Average profiles and energy properties of nucleosome positions. (A) (Black line) Average pre-extracted chromatin log intensity ratio around fixed nucleosome positions. (Blue lines) Average pan-H3/input (solid) and pan-H3/IGG (dashed) log intensity ratio profiles, confirming that predicted fixed nucleosome positions correspond to areas of histone H3 enrichment. (Red line) Average G/C fraction smoothed with a window of 11 bp, with the G/C fraction scale shown on the left. Data from the K562 cell line are used. (B) Average nucleosome deformation energy profile around predicted fixed nucleosome positions. The score assesses the energy required to wrap a given DNA sequence around the histone core. A pronounced dip in the energy profile indicates that the predicted positions are energetically favorable for nucleosome integration. (Orange line) Expected energy profile based only on the dinucleotide properties of the predicted positions (see Methods). This illustrates that much of the energy dip can be attributed to increased occurrence of GC-rich dinucleotides around predicted nucleosome dyad positions. These dinucleotides are associated with reduced DNA deformation energy, which would facilitate histone core integration (Olson et al. 1998; Vinogradov 2003).
Fixed nucleosomes form localized groups with 195-bp periodicity
To examine long-range properties of the nucleosome organization, we first calculated the autocorrelation function of the average pre-extracted chromatin profile. A periodic pattern, if present, will manifest itself in higher autocorrelation values at distances that are multiples of the period.
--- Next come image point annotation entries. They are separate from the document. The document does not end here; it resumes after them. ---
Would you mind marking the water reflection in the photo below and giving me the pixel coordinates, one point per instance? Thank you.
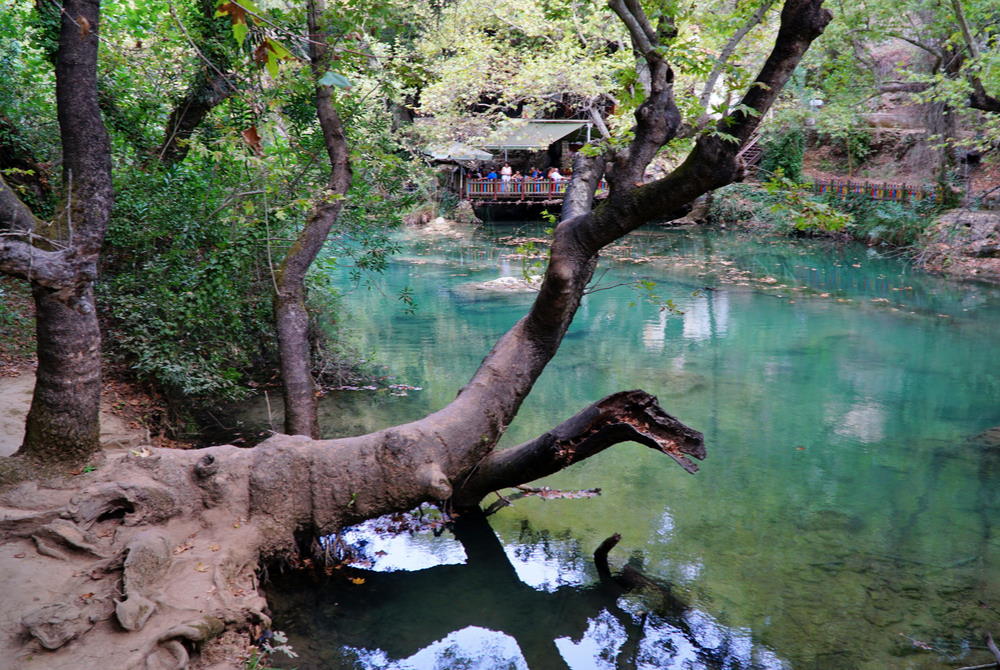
(842, 512)
(533, 605)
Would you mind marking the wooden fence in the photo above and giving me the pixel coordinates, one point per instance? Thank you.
(884, 191)
(903, 193)
(526, 189)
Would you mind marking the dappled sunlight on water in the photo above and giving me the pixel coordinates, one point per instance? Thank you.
(844, 518)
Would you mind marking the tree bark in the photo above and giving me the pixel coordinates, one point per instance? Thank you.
(212, 85)
(164, 543)
(60, 259)
(291, 316)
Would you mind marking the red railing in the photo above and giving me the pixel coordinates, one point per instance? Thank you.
(526, 189)
(898, 192)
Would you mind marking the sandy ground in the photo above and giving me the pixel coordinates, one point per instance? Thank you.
(15, 397)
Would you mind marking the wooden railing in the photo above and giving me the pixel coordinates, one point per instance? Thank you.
(526, 189)
(884, 191)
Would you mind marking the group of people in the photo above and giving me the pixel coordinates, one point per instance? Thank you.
(507, 174)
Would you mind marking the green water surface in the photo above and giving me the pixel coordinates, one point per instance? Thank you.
(844, 517)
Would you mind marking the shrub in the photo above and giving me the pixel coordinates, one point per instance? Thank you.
(784, 152)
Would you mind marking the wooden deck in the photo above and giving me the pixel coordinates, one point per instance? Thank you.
(527, 190)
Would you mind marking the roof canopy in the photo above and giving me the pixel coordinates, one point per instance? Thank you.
(456, 151)
(533, 135)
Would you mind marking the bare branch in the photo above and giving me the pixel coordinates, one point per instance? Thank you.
(629, 416)
(727, 52)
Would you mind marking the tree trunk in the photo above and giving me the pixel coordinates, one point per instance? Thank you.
(62, 422)
(159, 548)
(291, 316)
(61, 265)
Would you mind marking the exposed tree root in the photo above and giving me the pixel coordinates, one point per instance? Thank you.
(146, 561)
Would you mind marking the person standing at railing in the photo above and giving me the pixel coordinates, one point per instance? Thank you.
(505, 174)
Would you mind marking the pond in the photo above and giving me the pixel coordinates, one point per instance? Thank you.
(844, 518)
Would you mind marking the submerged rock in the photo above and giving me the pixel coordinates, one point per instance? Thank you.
(503, 285)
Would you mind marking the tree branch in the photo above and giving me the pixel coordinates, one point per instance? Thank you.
(292, 319)
(727, 52)
(52, 269)
(14, 214)
(657, 119)
(629, 416)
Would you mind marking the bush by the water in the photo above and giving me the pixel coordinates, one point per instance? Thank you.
(784, 151)
(870, 221)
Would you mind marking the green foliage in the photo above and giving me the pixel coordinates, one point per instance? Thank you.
(788, 208)
(804, 212)
(896, 223)
(784, 151)
(186, 288)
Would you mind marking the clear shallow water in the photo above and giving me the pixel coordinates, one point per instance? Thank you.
(844, 517)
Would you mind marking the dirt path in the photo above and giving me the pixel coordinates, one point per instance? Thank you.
(15, 397)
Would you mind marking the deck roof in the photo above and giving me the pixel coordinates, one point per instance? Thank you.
(533, 135)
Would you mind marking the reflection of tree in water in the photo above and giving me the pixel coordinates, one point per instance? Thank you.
(393, 616)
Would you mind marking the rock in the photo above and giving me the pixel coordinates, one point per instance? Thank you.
(965, 244)
(419, 217)
(55, 625)
(465, 213)
(148, 557)
(503, 285)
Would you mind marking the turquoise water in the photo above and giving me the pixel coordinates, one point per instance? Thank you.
(844, 517)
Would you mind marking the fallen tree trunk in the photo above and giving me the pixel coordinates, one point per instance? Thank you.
(155, 553)
(150, 560)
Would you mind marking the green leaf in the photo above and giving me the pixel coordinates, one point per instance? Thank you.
(240, 31)
(332, 78)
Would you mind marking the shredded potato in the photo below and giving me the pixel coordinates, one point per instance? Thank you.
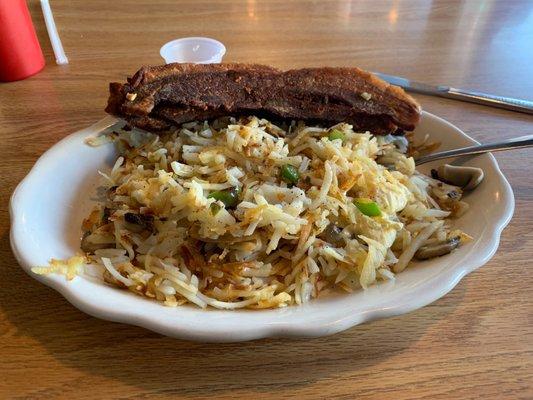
(246, 214)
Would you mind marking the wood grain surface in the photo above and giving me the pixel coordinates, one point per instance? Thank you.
(475, 343)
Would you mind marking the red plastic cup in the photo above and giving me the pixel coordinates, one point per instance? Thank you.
(20, 53)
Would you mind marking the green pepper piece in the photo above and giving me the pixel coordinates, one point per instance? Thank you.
(336, 134)
(367, 207)
(215, 208)
(289, 174)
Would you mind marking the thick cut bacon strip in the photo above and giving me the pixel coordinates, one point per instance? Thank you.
(156, 98)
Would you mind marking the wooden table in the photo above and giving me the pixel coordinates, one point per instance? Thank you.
(476, 342)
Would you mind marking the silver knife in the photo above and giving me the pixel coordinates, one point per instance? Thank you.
(509, 103)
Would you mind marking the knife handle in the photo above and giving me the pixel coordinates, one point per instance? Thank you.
(507, 103)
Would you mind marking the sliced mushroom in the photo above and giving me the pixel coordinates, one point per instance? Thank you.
(437, 249)
(468, 178)
(139, 222)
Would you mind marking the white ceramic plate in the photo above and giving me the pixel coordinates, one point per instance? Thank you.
(49, 204)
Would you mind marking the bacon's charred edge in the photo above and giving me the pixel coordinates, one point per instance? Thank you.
(156, 98)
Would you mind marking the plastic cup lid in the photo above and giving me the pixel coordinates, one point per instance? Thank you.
(198, 50)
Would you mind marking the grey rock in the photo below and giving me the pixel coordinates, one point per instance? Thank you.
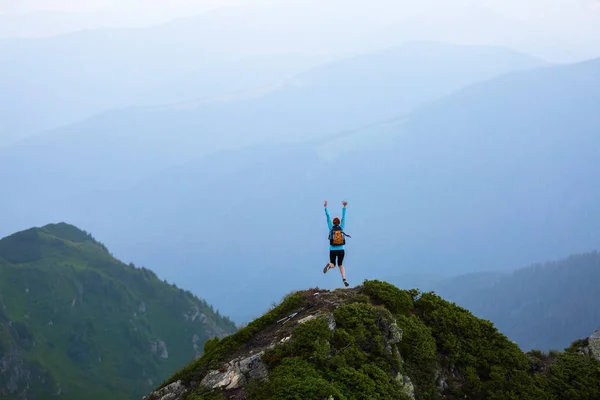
(253, 367)
(229, 377)
(406, 384)
(236, 373)
(160, 348)
(331, 321)
(593, 347)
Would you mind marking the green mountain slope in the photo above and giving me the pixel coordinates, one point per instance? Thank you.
(379, 342)
(542, 306)
(77, 322)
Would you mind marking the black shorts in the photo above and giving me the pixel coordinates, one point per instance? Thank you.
(339, 254)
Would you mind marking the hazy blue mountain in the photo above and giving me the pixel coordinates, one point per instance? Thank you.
(499, 175)
(55, 81)
(377, 341)
(76, 321)
(539, 307)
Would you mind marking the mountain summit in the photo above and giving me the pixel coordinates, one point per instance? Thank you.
(79, 324)
(379, 342)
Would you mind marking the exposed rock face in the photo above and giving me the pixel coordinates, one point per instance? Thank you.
(174, 391)
(236, 373)
(160, 348)
(407, 385)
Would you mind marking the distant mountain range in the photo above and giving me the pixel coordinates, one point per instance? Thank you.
(375, 341)
(115, 149)
(542, 306)
(495, 175)
(78, 323)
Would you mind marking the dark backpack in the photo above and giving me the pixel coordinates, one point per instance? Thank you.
(337, 236)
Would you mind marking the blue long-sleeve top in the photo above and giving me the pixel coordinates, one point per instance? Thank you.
(330, 226)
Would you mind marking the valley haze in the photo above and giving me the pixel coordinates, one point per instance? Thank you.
(200, 139)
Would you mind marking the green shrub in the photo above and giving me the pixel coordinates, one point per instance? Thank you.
(396, 300)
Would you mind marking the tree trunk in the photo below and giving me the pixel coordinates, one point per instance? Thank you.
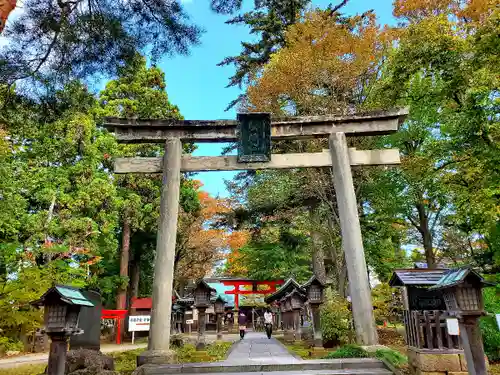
(426, 236)
(318, 255)
(121, 298)
(135, 275)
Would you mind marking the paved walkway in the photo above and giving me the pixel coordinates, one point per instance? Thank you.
(257, 348)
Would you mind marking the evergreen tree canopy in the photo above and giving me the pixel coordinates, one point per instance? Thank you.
(61, 39)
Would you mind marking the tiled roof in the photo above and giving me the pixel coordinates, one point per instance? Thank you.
(68, 294)
(457, 276)
(417, 277)
(286, 288)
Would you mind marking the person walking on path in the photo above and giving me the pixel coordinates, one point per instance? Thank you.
(242, 322)
(268, 321)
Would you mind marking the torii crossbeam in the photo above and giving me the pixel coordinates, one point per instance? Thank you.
(254, 133)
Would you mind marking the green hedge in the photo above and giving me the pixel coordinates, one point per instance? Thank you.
(348, 351)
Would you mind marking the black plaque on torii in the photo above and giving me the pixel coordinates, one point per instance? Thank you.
(254, 137)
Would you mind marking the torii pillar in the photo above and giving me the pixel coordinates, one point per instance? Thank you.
(257, 130)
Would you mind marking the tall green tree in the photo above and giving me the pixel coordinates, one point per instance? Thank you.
(61, 40)
(139, 91)
(449, 180)
(58, 200)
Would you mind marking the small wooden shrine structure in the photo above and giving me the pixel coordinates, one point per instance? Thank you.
(424, 310)
(431, 347)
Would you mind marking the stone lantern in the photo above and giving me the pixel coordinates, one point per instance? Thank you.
(219, 305)
(202, 294)
(462, 293)
(315, 295)
(62, 306)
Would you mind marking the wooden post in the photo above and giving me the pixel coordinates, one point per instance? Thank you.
(470, 334)
(352, 242)
(57, 355)
(200, 343)
(219, 326)
(159, 333)
(298, 326)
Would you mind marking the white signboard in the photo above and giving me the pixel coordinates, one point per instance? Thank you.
(452, 326)
(138, 323)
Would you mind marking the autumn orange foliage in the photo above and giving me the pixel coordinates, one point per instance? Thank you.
(463, 9)
(324, 65)
(200, 243)
(235, 263)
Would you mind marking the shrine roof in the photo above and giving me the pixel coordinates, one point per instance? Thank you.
(68, 294)
(417, 277)
(458, 276)
(286, 288)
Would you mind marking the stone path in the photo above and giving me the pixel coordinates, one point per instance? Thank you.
(256, 347)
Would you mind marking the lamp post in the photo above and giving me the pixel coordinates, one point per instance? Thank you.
(462, 292)
(315, 295)
(219, 312)
(62, 305)
(297, 301)
(202, 294)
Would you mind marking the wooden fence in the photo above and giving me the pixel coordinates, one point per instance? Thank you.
(427, 330)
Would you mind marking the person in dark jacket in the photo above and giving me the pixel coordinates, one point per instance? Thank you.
(242, 322)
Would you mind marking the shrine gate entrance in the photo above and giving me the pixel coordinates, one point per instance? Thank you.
(271, 287)
(254, 133)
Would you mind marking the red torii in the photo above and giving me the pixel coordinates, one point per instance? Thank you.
(271, 288)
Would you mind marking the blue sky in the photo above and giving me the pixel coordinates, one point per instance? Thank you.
(197, 85)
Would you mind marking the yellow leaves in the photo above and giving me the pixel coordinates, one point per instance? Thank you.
(323, 66)
(235, 263)
(238, 239)
(4, 144)
(470, 10)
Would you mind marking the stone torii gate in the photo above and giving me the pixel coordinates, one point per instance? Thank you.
(254, 132)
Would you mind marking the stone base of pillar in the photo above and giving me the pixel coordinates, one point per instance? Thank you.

The autocorrelation of the chromatin profile shows prominent secondary peaks spaced 195 bp apart can be seen extending to 1200 bp (Fig. 4A). The 195-bp periodicity indicated by the average profiles is confirmed by the distribution of internucleosome distances based on the predicted nucleosome positions, which clearly shows preferred distances to be multiples of 195 bp (Fig. 4B). The statistical significance of the 195-bp period peak was established based on the randomizations of nucleosome positions (P < 10−4; Fig. 4C). Based on the width of the frequency peak, we estimate the true period to be 195 ± 7 bp. Such periodicity is apparent despite variable internucleosome distances in the bulk chromatin (Lohr et al. 1977).
Fixed nucleosomes are organized into regular periodic arrays. (A) Autocorrelation function of the average pre-extracted chromatin profiles in K562 cells. (Dashed vertical lines) Locations of secondary peaks, spaced 195 bp apart. This demonstrates presence of pronounced 195-bp periodicity in the chromatin profiles. (B) Distribution of distances between identified fixed nucleosome positions is shown for nucleosomes 10 or fewer nucleosomes away from each other. The distance distribution clearly shows preferred internucleosomal distances that are multiples of 195 bp. (C) Fourier frequency decomposition of the nucleosome distance distribution confirming periodicity peak of 195 ± 7 bp in nucleosome positions. (Gray lines) Statistical significance levels of spectral power based on random positioning of nucleosomes in the tiled regions. (D) Mean 195-bp periodicity scores for different genomic elements. The periodic nucleosome arrays are preferentially localized near the 3′ regions of annotated genes. The periodicity scores at 3′ UTR regions are on average significantly higher than scores at the 5′ proximal, 5′ UTR, and exonic regions (t-test P-values < 4.1 × 10−3, 6.2 × 10−4, 7.5 × 10−3, respectively, in K562; 0.013, 0.0013, 0.019 in HeLa). The proximal regions are defined as 2-kb segments upstream and downstream of the annotated gene boundaries. The periodicity score is calculated using local autocorrelation (see Methods).
The limited extent of the periodic peaks in the autocorrelation and distance distribution functions (Fig. 4A,B) may indicate that the periodically spaced arrangements are limited to groups of six or fewer nucleosomes. Alternatively, such periodical nucleosome spacing may be found throughout the tiled regions, but gradual loss of phase at larger distances precludes us from observing regular patterns beyond 1200 bp. To distinguish between the two possibilities we quantified the degree to which 195-bp periodicity is pronounced at different locations within the HOX clusters using local autocorrelation. We find that the periodic nucleosome placement does not occur evenly throughout the tiled regions, but is localized to specific positions (Supplemental Figs. 5, 6). Such periodic nucleosome groups tend to occur toward the 3′ end of annotated genes (Fig. 4D).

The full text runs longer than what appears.